Uiguren, Hongkong, Huawei: Deutschland muss die Kooperationen mit China überprüfen

Hongkong und der Umgang mit den Uiguren sind nur Beispiele dafür, dass Peking sich nicht öffnet. Die China-Politik muss neu justiert werden. Ein Kommentar.

Ein Kommentar von Christoph von Marschall

Deutschland muss seine China-Politik neu justieren. Die Enthüllungen über die Unterdrückungspraktiken gegen die muslimische Minderheit der Uiguren und das brutale Vorgehen gegen die Demokratiebewegung in Hongkong sind dafür aktueller Anlass genug. Aber sie stehen nicht für sich. Sie kommen zu einer ganzen Reihe von Auslösern und Motiven hinzu, die die Bundesregierung zu einer Neubewertung Chinas zwingen.

Diese reichen von der Exportwirtschaft, der Industriepolitik und dem Umgang mit Daten über den Dialog zu Rechtsstaat, Demokratie, Militär und Klimapolitik bis zu Fragen einer allzu großen Abhängigkeit von China einerseits als Absatzmarkt für deutsche Waren und andererseits als Financier von Infrastrukturmaßnahmen in der EU. Beides macht latent erpressbar.

Die Debatte über eine zeitgemäße China-Strategie ist zudem nötig, weil die deutschen Parteien sehr unterschiedlich aufgestellt sind, die Differenzen aber nicht öffentlich austragen.

In der Union ringen zwei Lager miteinander, wie bei der Entscheidung zu besichtigen war, ob Huawei Schlüsselkomponenten für 5-G-Netze liefern darf. Das sei viel zu riskant, da werden Daten abgeschöpft und an den Staatsapparat weitergegeben, warnen die Sicherheitsexperten. Der Verdacht reiche nicht für einen Ausschluss und man solle China entgegenkommen, argumentiert der Wirtschaftsflügel.
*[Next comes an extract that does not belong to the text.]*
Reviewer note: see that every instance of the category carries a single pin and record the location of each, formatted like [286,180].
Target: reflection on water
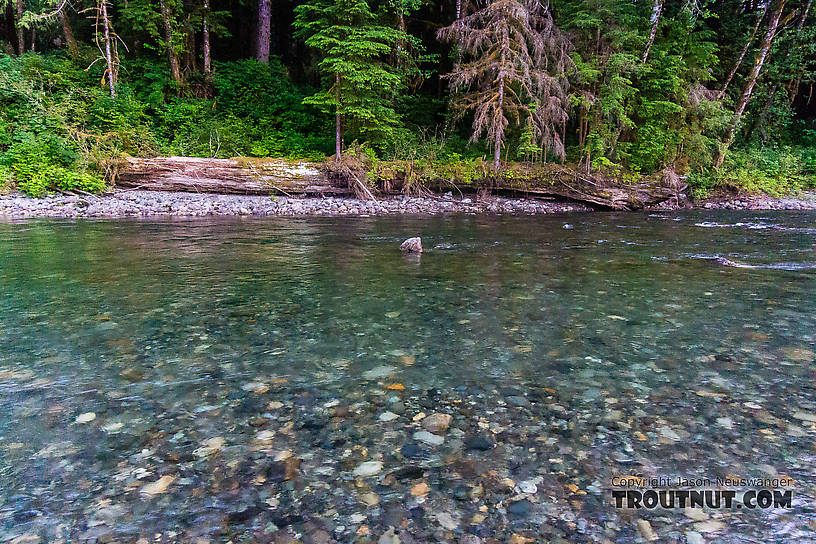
[223,379]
Auf seine Seite stellte sich die Kanzlerin.

Die Grünen sind ähnlich gespalten bei ihren Schlüsselthemen wie Klima und Grundrechtefragen. Für die Einen sollen die westlichen Industrieländer wesentlich härtere Auflagen bei der Reduzierung von Emissionen als China erfüllen, weil sie doch ihren wirtschaftlichen Vorsprung mit Schäden an der Umwelt erkauft haben und man den aufstrebenden Schwellenländern das Aufholen nicht verwehren dürfe.

Für die Anderen ist China inzwischen der größte Verschmutzer, möchte seinen Schadstoffausstoß bis mindestens 2030 kräftig steigern und tausende Kohlekraftwerke bauen, die noch Jahrzehnte am Netz sein werden. Europa und die USA senken ihre Emissionen zu beträchtlichen Kosten, das wird aber die globale Bilanz nicht verbessern, wenn nicht auch China spürbar reduzieren muss.

Bedenkliche Abhängigkeit von Peking in der Elektromobilität

Auf die Unterdrückung der Uiguren und der Demonstranten in Hongkong reagieren Grüne wie Margarete Bause wesentlich härter als Politiker der Union, der SPD, der FDP oder der Linken. Da darf man spannende Debatte erwarten, falls die nächste Koalition eine schwarz-grüne ist. Höchste Zeit, dass die Leisetreterei gegenüber Peking ein Ende hat.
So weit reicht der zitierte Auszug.